Monday, June 25, 2007

Seducing the Darkness

For many years, darkness was my closest friend. I sought it out, chased it, found ways to entice it into my life. Darkness was my mistress. That was a while ago. But recently the darkness has returned and rather than flee from it, I have courted her again, seduced her, offered her a place of honor in my life.

There are times when the soul seeks suffering.

Darkening the darkness need not be done consciously -- night will come to us of its own accord. But perhaps it eases us to have a map: to know that, whether by fate or by our own act, night deepens and the ordeal of our initiation becomes more thorough. Darkening always has the edge of something uncontrollable about it. This is what makes it terrifying and fascinating. Yet without this edge it couldn't function: what hasn't truly gone down cannot rise.

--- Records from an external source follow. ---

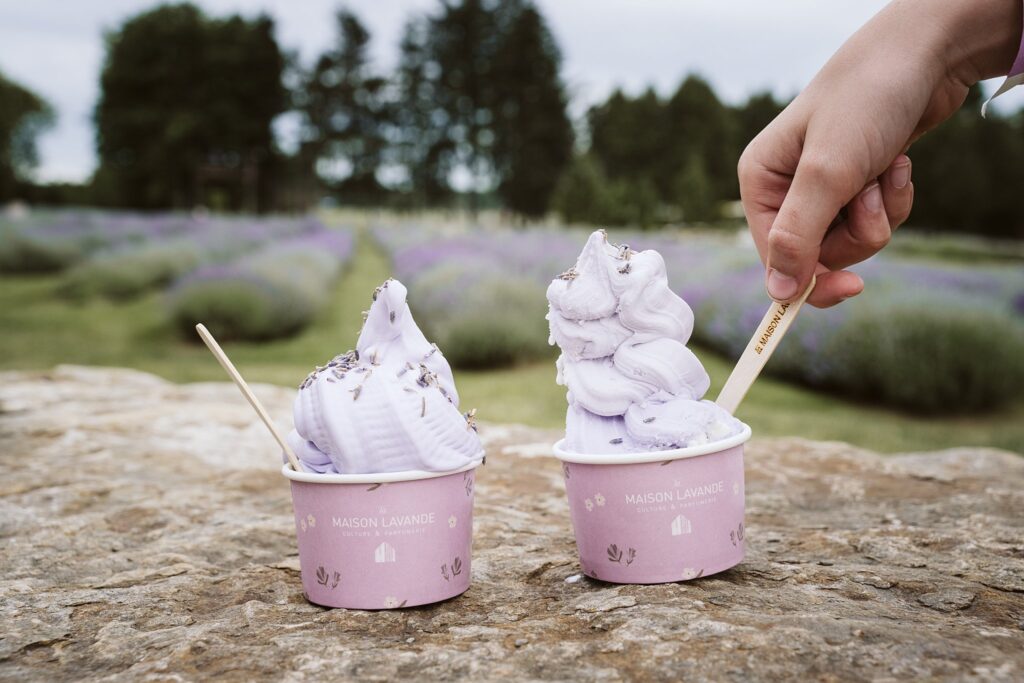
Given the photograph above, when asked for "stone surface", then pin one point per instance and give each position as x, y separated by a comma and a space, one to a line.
146, 534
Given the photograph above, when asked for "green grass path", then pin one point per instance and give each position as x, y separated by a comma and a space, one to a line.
39, 330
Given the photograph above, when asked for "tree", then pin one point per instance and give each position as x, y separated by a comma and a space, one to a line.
759, 111
969, 171
185, 110
534, 135
628, 135
582, 195
418, 137
463, 42
345, 115
480, 96
700, 130
24, 116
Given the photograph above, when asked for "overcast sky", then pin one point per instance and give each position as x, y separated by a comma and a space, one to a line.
741, 46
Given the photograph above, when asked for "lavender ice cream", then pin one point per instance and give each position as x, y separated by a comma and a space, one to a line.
389, 406
633, 384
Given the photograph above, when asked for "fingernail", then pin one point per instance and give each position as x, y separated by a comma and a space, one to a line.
901, 175
780, 288
872, 198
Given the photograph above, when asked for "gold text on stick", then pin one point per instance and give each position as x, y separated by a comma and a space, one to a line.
766, 338
770, 330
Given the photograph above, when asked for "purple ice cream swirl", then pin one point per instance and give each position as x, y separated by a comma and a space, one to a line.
633, 384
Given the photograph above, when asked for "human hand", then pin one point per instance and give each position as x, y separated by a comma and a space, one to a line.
824, 185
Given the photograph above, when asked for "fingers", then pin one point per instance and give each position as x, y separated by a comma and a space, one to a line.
834, 287
897, 190
870, 218
820, 187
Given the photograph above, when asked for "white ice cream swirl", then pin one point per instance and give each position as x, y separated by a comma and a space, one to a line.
633, 384
389, 406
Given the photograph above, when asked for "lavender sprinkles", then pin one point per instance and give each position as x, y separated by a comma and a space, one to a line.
338, 366
569, 274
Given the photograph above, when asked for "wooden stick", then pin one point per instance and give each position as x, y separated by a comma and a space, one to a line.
764, 342
228, 367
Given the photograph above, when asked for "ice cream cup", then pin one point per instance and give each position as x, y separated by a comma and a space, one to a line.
660, 516
383, 541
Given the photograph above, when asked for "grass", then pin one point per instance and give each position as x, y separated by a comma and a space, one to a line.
39, 330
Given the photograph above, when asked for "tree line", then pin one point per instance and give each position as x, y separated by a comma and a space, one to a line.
474, 115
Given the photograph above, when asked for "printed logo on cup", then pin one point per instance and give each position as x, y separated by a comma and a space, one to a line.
679, 497
384, 553
681, 525
384, 524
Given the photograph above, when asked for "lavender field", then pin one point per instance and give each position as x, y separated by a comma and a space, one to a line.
246, 278
930, 337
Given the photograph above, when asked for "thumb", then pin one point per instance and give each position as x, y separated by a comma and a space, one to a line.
815, 197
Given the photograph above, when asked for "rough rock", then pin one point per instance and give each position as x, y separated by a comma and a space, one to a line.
146, 534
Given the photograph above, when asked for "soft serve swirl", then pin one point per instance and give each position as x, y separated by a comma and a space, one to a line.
389, 406
633, 385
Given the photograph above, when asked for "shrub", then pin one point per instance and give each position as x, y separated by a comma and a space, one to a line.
482, 321
922, 338
236, 304
930, 359
23, 251
123, 273
271, 293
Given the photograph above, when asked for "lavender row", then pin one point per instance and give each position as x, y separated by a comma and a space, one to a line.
270, 293
54, 241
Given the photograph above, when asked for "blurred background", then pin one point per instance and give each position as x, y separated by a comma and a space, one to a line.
262, 165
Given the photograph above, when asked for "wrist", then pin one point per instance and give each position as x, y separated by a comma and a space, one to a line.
978, 39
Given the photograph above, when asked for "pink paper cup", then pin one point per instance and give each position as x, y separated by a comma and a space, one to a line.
657, 517
383, 541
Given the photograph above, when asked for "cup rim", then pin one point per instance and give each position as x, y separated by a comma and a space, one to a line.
383, 477
653, 456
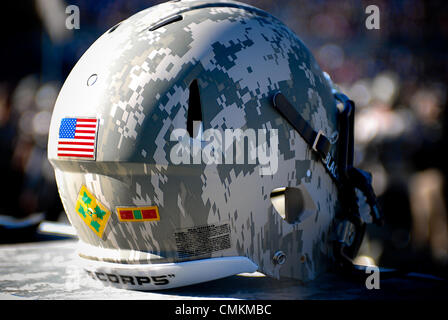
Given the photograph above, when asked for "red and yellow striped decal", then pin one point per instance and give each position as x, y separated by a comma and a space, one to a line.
138, 214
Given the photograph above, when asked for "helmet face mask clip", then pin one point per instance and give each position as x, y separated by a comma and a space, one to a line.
209, 144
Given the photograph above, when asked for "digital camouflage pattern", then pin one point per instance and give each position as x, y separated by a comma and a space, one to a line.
240, 57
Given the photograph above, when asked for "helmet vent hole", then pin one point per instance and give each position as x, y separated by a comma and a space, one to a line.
294, 205
166, 22
194, 115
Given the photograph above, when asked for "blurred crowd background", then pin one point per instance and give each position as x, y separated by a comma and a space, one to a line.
397, 76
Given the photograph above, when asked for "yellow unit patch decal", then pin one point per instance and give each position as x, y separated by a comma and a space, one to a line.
136, 214
91, 211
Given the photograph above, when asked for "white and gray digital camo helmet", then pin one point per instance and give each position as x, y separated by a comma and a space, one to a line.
197, 140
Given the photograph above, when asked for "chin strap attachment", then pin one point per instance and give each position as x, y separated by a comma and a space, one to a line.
351, 181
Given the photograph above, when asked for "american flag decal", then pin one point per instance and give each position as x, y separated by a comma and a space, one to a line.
77, 138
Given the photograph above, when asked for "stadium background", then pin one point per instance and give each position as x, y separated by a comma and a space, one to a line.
397, 76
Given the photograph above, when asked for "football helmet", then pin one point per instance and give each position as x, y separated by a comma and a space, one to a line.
197, 140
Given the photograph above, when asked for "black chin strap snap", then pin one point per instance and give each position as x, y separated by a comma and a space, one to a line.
352, 179
350, 227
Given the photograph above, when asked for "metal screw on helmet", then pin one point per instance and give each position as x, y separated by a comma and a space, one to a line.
279, 258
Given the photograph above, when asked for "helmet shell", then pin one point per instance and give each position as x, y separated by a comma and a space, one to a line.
136, 82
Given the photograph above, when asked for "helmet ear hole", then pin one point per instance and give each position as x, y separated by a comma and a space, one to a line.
294, 205
194, 108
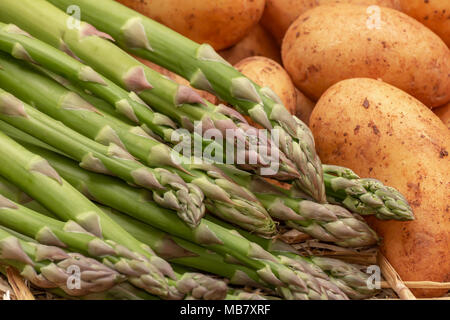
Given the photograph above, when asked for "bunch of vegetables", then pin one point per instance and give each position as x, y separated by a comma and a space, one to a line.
92, 176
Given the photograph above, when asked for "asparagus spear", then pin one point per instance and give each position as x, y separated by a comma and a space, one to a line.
206, 70
71, 235
52, 267
116, 194
325, 222
365, 196
226, 197
186, 253
168, 189
37, 178
191, 284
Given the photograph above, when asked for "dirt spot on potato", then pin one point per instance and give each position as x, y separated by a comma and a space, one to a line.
366, 103
417, 200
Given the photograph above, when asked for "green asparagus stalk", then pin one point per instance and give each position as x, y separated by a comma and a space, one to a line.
123, 291
193, 285
222, 195
206, 70
168, 189
37, 178
365, 196
22, 46
350, 279
168, 247
120, 291
185, 253
326, 222
71, 235
14, 194
52, 267
338, 277
181, 103
118, 195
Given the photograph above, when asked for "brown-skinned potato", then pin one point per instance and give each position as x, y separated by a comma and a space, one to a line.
279, 14
180, 80
328, 44
435, 14
444, 114
221, 23
304, 107
382, 132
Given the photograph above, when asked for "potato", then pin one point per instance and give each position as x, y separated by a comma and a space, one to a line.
435, 14
382, 132
258, 42
279, 14
330, 43
221, 23
444, 114
173, 76
268, 73
304, 106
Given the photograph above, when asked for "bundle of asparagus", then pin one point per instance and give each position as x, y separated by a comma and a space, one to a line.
91, 176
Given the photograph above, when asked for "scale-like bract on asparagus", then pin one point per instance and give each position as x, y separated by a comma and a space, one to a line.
339, 278
50, 267
223, 197
168, 188
181, 103
206, 70
135, 202
36, 177
365, 196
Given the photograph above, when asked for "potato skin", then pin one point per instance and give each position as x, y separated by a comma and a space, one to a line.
382, 132
279, 14
268, 73
435, 14
221, 23
328, 44
444, 114
304, 106
258, 42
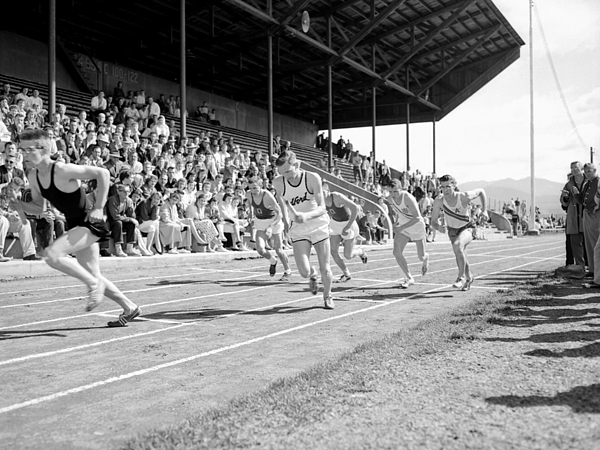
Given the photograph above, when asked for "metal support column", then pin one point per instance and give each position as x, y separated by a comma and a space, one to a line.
434, 142
329, 101
270, 93
52, 60
182, 81
407, 125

~ John Tarrant, The Light Inside the Dark

I don't know that suffering heals anything. Certainly it runs counter to the aspirations of spirit. But the soul seeks darkness, the darknening of the dark. Soul goes underground, like Persephone, captive and offering both.

The soul shares much in common with the snake -- it is both of this world and not of this world. Like the snake, it is as comfortable above ground as it is below ground. It does not fear darkness -- it is at home in darkness. It does not fear descent -- it seeks descent.

While spirit is all about the rising above this world, soul is all about dirt, earth, shadows, night. We can no more deny this element within ourselves than we can deny our need for oxygen.

Whether fate carries us off or we actively seek the night, a time comes when we identify with the dark, however involuntarily -- when we marry and serve it. At such periods, we may intensify our sorrows, as if to find a way through.

~ Tarrant

For the last six weeks or so, I have been married to the darkness. I have been her servant and slave. I have sought out pain and found ways to amplify its impact on my psyche -- as if the pain of loss was not enough.

Soul drag us into shadow, into darkness, so that we may face our deepest fears, and by facing them, become more whole, more balanced.

But even the darkness shall recede, and the light shall return.

I needed that time in the abyss -- I needed to wallow in loss, let it permeate every pore of my body, let it seep beneath my skin. In embracing the darkness, I have rediscovered who I am. I can't say how this happened, but I do know that I have been rejecting the life of the soul for a long time.

Soul connects us to this world, to each other. It's too easy to live within the cool certainty of spirit and neglect the messy uncertainty of the soul. We like things that are absolute. But soul is not about knowledge and absolutes -- it is about uncertainty, doubt, darkness, paradox.

I can still love a woman who has broken my heart. I can feel freedom within the painful loss of her presence in my life. I can honor my own pain as a teacher and learn how to love more deeply, to feel more compassion, more empathy.

Life doesn't have clear lessons -- it's messy. It is filled with gray areas. And most all, life is both spirit and soul.